Hayatımda yoga yapacağım aklıma bile gelmezdi.74 yaşında bir adam,öyle eğilip bükülüp o zor hareketleri nasıl yapardı?İnanın çoğunu yaptım ve bedenimde bulunduklarının farkında bile olmadığım adalelerimi çalıştırdım.Bu yoga insanı gençleştiriyor,zindeleştiriyor,hepinize tavsiye ederim.Hele bir ozon saunası vardı ki,ozonu iğne ile almak istemeyenler burayı tercih ediyorlardı.Ben de öyle yaptım ve bununda çok faydasını gördüm.Ayrıca modern kliniklerde burnuma oksijen alırken,kanı temizleyen seruma da bağlandım.

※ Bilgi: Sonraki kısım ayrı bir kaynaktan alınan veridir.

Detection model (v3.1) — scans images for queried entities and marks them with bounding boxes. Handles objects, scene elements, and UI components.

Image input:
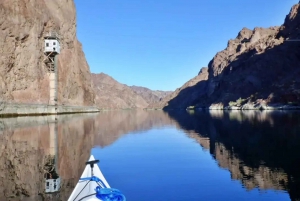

Harika masajları da vardı Life Co'nun.Hergün değişik bir masajı Endonezyalı ve Tayland'lı çok tecrübeli masözleri yapıyordu.Bu masajlar gerçekten insanı daha zinde kılıyor,enerjisini arttırıyor ve kaslarını iyice gevşetip çok rahatlatıyordu.Düşük kalorili ve sağlıklı beslenerek,spor,yoga ve masaj yaparak,eğitmenlerimizin talimatlarına uyarak,yaşam biçim ve modelimi bir haftalığına değiştirerek,bedeni açıdan müthiş güçlü ve kazançlı çıktım.Belki inanmayacaksınız ama,yüksek tansiyonum dengelendi,şekerim düştü,bağışıklık sistemim güçlendi,kalp ve damar sağlığımı korumayı öğrendim ve en önemlisi...Hiç zorlanmadan,aç kalmadan ve acıkmadan bir haftada tam 5 kilo verdim.
Life Co'nun bir başka mucizesi,30 odalı tesiste çalışan 50'ye yakın personeli devamlı güleryüzlü,konuklarıyla devamlı ilgili tutabilmesi ve işini iyi yapan ve disiplinli görevliler yetiştirmesiydi.İnanılacak gibi değil,dünyanın büyük bir kısmını gezmeme,yüzlerce otel ve işletmede kalmama rağmen,böylesine güleryüzlü ve çalışkan personel görmedim.Bu açıdan da Life Co kurucusu Pamuksüzer'i kutlamalıyım.Life Co'ların Türkiye'de Pamuksüzer-Vargı ortaklığı ile çok daha büyüyeceğine ve çok daha büyük işler yapabileceğine inandım.
Bir ülkenin Vargı ve Pamuksüzer gibi dinamikleri, iyi eğitilmiş tecrübeli ve donanımlı, girişimci ve atak, yenilikçi insanları varsa eğer, o ülkenin sırtı yere gelmez.